Today a curfew is an order issued by the public authorities or military forces requiring everyone or certain people to be indoors at certain times, usually at night. It can be imposed to maintain public order, or suppress restive populations: a dusk-to-dawn curfew is a typical imposition by military rulers, with a shoot-at-sight order for violators. Curfews have also been imposed by the head of a household on those living in the household, as most teenagers know, since they are often required to return home by a specific time of the evening or night. College authorities rarely use the word curfew for their regulations, but most college hostels impose a daily requirement for guests to return to their hostel by a certain hour. In the UK, those who frequent pubs have their own curfew, after which patrons of licensed premises may not enter; thus “last orders” have to be taken by a specified curfew time, usually midnight. In American League baseball, there was a “curfew rule” under which play could not continue past 1 am.

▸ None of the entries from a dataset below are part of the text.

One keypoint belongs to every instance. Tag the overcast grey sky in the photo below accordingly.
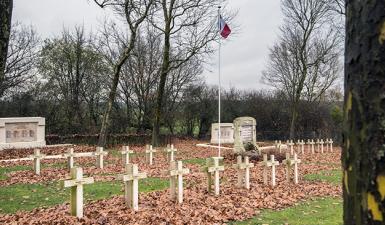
(243, 56)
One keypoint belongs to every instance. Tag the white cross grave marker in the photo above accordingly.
(291, 144)
(318, 145)
(213, 167)
(176, 180)
(289, 164)
(131, 185)
(170, 152)
(76, 185)
(99, 157)
(311, 145)
(243, 177)
(150, 154)
(37, 157)
(331, 145)
(272, 163)
(70, 155)
(278, 146)
(322, 145)
(302, 144)
(126, 154)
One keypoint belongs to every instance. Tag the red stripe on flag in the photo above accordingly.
(225, 31)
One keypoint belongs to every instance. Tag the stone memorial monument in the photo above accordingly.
(244, 132)
(227, 133)
(22, 132)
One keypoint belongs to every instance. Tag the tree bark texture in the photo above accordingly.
(363, 157)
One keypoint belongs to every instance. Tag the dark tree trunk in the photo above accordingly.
(293, 120)
(111, 97)
(6, 7)
(161, 87)
(363, 157)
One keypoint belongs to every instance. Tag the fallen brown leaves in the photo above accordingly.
(199, 207)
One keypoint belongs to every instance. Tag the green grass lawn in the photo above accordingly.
(5, 170)
(322, 211)
(18, 197)
(325, 211)
(196, 161)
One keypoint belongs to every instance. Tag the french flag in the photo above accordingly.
(224, 29)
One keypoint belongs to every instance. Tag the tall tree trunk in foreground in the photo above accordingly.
(363, 155)
(6, 7)
(135, 12)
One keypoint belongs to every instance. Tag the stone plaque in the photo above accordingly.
(227, 133)
(247, 133)
(20, 132)
(244, 132)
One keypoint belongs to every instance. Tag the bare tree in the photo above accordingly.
(177, 82)
(188, 28)
(134, 13)
(21, 58)
(304, 63)
(6, 8)
(74, 68)
(338, 6)
(140, 77)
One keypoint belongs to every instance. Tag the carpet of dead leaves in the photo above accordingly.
(199, 207)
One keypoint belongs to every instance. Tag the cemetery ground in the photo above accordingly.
(26, 198)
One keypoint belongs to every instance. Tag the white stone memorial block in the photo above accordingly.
(266, 164)
(22, 132)
(37, 157)
(170, 150)
(150, 154)
(244, 132)
(212, 169)
(126, 154)
(243, 171)
(100, 153)
(176, 180)
(227, 133)
(76, 183)
(131, 185)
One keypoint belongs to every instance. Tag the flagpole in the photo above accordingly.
(219, 85)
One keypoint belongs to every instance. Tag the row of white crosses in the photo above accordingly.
(291, 164)
(310, 143)
(132, 176)
(70, 155)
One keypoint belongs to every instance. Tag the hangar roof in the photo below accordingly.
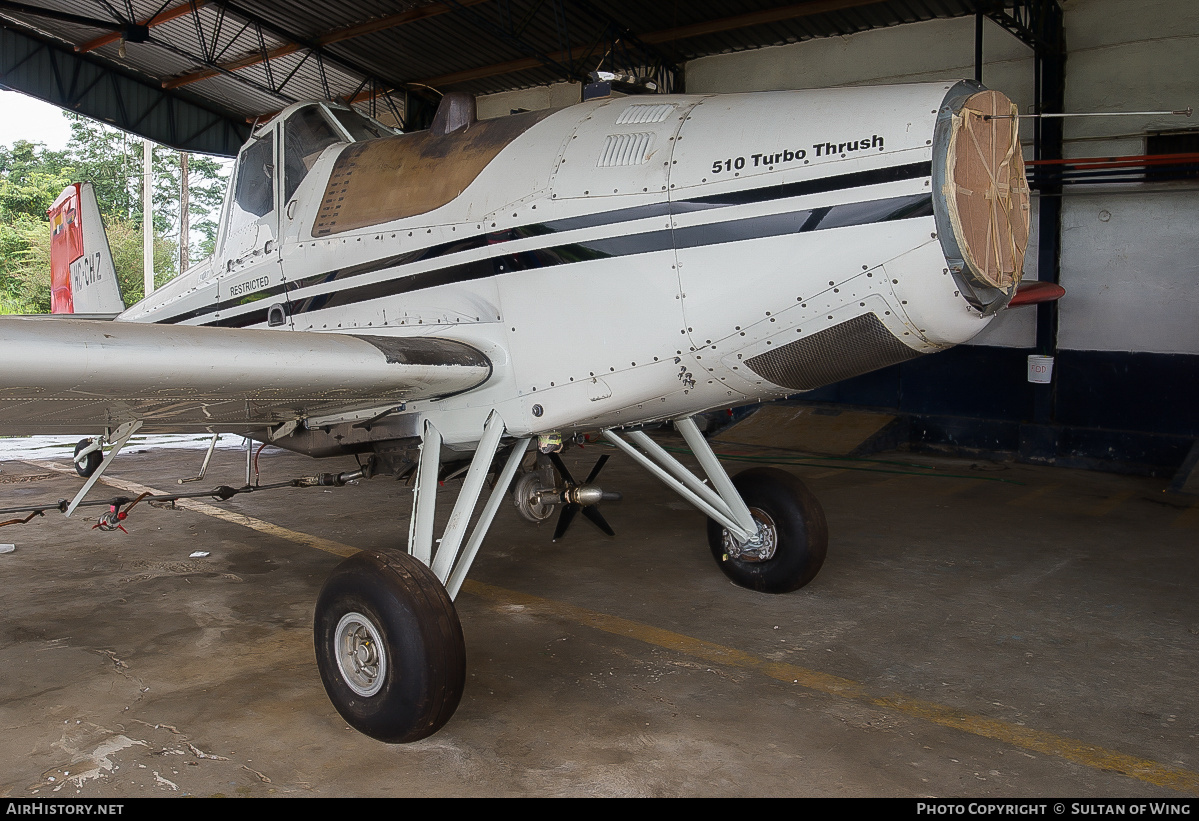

In India, Section 144 of the Criminal Procedure Code (CrPC) empowers an executive magistrate to prohibit an assembly of more than four persons in an area. In about 1861, Officer Raj-Ratna EF Deboo used the curfew along with Section 144 to reduce overall crime in that time in the state of Baroda, an achievement for which he was awarded a gold medal by the Maharaja Gaekwad of Baroda. Curfews are frequently imposed in riot-stricken areas but are usually a temporary measure and lifted when calm and public order are restored. Curfews have, however, been resorted to more often in Kashmir, often confining the population to a form of collective house arrest for days together in periods of heightened militancy.

Terrorists, in turn, have imposed their own curfews, forcing shopkeepers to down their shutters and traffic to stay off the streets as a form of enforced non-cooperation with the authorities. In this instance a curfew becomes a form of coerced protest, and the authorities, who usually enforce curfews, have to resort to inducements to keep normal activities going. Wonder what William the Conqueror would have done if the English had tried to turn the tables on him that way!